Multi-objective real-time power flow control method using soft actor-critic

Abstract

Systems and methods are disclosed for control voltage profiles, line flows and transmission losses of a power grid by forming an autonomous multi-objective control model with one or more neural networks as a Deep Reinforcement Learning (DRL) agent; training the DRL agent to provide data-driven, real-time and autonomous grid control strategies; and coordinating and optimizing power controllers to regulate voltage profiles, line flows and transmission losses in the power grid with a Markov decision process (MDP) operating with reinforcement learning to control problems in dynamic and stochastic environments.

Claims

1. A method to control voltage profiles, line flows and transmission losses of a power grid, comprising: forming an autonomous multi-objective control model with one or more neural networks as a Deep Reinforcement Learning (DRL) agent using a soft actor critic with multiple control objectives including regulating bus voltages within power zones and minimizing transmission line losses while respecting power flow equations and physical constraints; training the DRL agent to provide data-driven, real-time and autonomous grid control strategies; and coordinating and optimizing power controllers to regulate voltage profiles, line flows and transmission losses in the power grid with a Markov decision process (MDP) operating with reinforcement learning with the soft actor critic and updating a policy network and temperature coefficient to control problems in dynamic and stochastic environments.

2. The method of claim 1, wherein the DRL agents are trained offline by interacting with offline simulations and historical events which are periodically updated.

3. The method of claim 1, wherein the DRL agent provides autonomous control actions once abnormal conditions are detected.

4. The method of claim 1, wherein after an action is taken in the power grid a.sub.t a current state, the DRL agent receives a reward from the power grid.

5. The method of claim 1, comprising updating a relationship among action, states and reward in an agent's non-transitory memory.

6. The method of claim 1, comprising solving a coordinated voltage, line flows and transmission losses control problem.

7. The method of claim 6, comprising performing a Markov Decision Process (MDP) that represents a discrete time stochastic control process.

8. The method of claim 6, comprising using a 4-tuple to formulate the MDP:
(S,A,P.sub.a,R.sub.a) where S is a vector of system states, A is a list of actions to be taken, P.sub.a(s, s′)=Pr(s.sub.t+1=s′|s.sub.t=s, a.sub.t=a) represents a transition probability from a current state s.sub.t to a new state, s.sub.t+1, after taking an action a at time=t, and R.sub.a(s, s′) is a reward received after reaching state s′ from a previous state s to quantify control performance.

9. The method of claim 1, wherein the DRL agent comprises two architecture-identical deep neural networks including a target network and an evaluation network.

10. The method of claim 1, comprising providing a sub-second control with an EMS or PMU data stream from a wide area measurement system (WAMS).

11. The method of claim 1, wherein the DRL agent self-learns by exploring control options in a high dimension by moving out of local optima.

12. The method of claim 1, comprising performing voltage control, line flow control and transmission loss control by the DRL agent by considering multiple control objectives and security constraints.

13. The method of claim 1, wherein a reward is determined based on voltage operation zones with voltage profiles, including a normal zone, a violation zone, and a diverged zone.

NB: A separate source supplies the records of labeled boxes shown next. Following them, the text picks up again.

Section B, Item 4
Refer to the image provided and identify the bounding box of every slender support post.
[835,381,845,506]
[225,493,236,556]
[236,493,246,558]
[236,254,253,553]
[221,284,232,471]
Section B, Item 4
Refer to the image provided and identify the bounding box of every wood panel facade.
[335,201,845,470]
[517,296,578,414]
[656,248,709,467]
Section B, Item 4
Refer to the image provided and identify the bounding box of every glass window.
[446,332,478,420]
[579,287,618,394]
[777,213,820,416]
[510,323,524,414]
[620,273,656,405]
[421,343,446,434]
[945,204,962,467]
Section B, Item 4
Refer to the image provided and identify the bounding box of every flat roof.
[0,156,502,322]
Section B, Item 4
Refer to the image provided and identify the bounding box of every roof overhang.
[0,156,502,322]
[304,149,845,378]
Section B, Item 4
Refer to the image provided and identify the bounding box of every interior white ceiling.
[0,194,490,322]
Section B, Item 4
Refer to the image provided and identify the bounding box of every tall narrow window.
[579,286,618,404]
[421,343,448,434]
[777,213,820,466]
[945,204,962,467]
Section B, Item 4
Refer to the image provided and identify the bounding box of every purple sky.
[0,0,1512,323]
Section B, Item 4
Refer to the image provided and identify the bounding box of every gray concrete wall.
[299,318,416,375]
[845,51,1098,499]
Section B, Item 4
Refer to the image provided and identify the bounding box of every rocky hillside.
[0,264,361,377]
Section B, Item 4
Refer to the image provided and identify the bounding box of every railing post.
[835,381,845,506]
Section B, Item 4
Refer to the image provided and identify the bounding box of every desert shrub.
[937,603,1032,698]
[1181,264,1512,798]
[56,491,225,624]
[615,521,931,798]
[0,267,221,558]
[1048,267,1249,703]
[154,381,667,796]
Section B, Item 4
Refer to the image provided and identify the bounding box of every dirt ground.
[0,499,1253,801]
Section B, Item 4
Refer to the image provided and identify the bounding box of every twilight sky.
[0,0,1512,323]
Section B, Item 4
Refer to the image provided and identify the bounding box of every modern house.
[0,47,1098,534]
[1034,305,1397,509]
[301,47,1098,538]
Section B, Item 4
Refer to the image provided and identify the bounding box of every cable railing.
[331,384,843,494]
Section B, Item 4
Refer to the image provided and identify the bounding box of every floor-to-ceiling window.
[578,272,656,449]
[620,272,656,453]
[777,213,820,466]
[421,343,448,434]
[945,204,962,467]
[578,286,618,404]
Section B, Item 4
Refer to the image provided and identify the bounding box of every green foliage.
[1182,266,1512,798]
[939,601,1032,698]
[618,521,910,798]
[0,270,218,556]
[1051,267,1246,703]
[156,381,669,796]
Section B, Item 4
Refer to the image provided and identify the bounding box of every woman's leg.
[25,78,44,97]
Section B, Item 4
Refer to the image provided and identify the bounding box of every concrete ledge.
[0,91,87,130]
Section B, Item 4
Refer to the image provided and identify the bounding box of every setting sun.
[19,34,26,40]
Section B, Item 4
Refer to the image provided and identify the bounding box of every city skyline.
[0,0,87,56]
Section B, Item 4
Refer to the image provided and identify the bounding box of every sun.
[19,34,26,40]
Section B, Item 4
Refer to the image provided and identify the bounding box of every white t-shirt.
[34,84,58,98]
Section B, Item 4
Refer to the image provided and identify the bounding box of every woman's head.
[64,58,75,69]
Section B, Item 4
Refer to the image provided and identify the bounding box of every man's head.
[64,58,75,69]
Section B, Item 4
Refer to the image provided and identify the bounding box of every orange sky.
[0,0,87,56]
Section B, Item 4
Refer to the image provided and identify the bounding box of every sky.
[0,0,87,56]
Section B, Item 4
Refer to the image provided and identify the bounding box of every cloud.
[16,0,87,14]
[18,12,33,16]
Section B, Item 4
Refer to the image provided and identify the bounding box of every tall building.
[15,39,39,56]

14. The method of claim 1, comprising applying a decaying ε-greedy method for learning, with a decaying probability of ε.sub.i to make a random action selection at an i.sup.th iteration, wherein ε.sub.i is updated as ${.Math.}_{i + 1} = {\begin{matrix} r_{d} \times {.Math.}_{i}, if {.Math.}_{i} > {.Math.}_{\min} \\ {.Math.}_{\min}, else \end{matrix}$ an r.sub.d is a constant decay rate.

15. A method to control voltage profiles, line flows and transmission losses of a power grid, comprising: measuring states of a power grid; determining abnormal conditions and locating affected areas in the power grid; creating representative operating conditions including contingencies for the power grid; conducting power grid simulations in an offline or online environment; training deep-reinforcement-learning-based agents using a soft actor critic with multiple control objectives including regulating bus voltages within power zones and minimizing transmission line losses while respecting power flow equations and physical constraints for autonomously controlling power grid voltage profiles, line flows and transmission losses; and coordinating and optimizing control actions of power controllers in the power grid with the soft actor critic and updating a policy network and temperature coefficient.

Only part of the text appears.